Pressure in shock compression
For people familiar with static compression techniques, equation of state is often expressed as f (P, V, T) = 0. This equation helps understand how these properties interact under different conditions, such as the Burch-Murnaghan equation of state (2nd or 3rd, commonly used for solids) . However, in the shock compression community, instead of volume and pressure, they use shock wave velocity (Us) and particle velocity (Up) to characterize the state of materials. This can seem different, but it's just another way to describe how materials behave under high-pressure conditions caused by shock waves.

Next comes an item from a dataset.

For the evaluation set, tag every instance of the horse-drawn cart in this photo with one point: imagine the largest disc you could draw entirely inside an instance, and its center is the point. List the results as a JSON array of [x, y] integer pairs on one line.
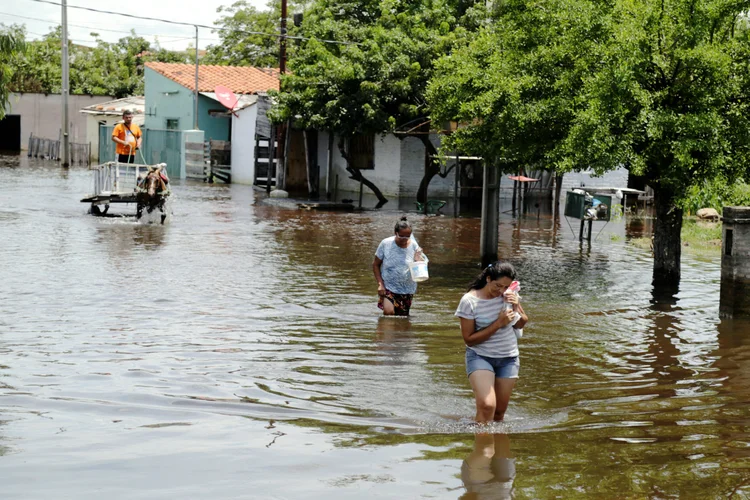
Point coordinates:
[[115, 182]]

Why (Us, Up) can represent a state of material?
When a material is subjected to a shock (a wave traveling faster than sound speed in that material), the collection of possible states of the material (P, V or ρ, T) lies on the Hugoniot line. One shock in the lab corresponds to one point on the line. In these experiments, two velocities are commonly measured, Us and Up. Pressure can be expressed as ρ₀×Us×Up. The determination volume and temperature in shock compression requires additional assumptions (Grüneisen's assumption + heat capacity of material).
Why P = ρ₀×Us×Up ?
Assuming conversation of momentum, we have F t = m(v-v₀), where m is the mass of material that the shock wave has traveled through in time t. m can be expressed as ρ₀× V.
Dividing both sides by the cross-sectional area S, we have P t = ρ₀× L × (v-v₀), where L represents the length that the shock wave traveled in time t.
In typical senarios where v₀ = 0, and note that L/t = Us and v=Up (the velocity this part of material has been accelerated to), we can simply to P=ρ₀×Us×Up.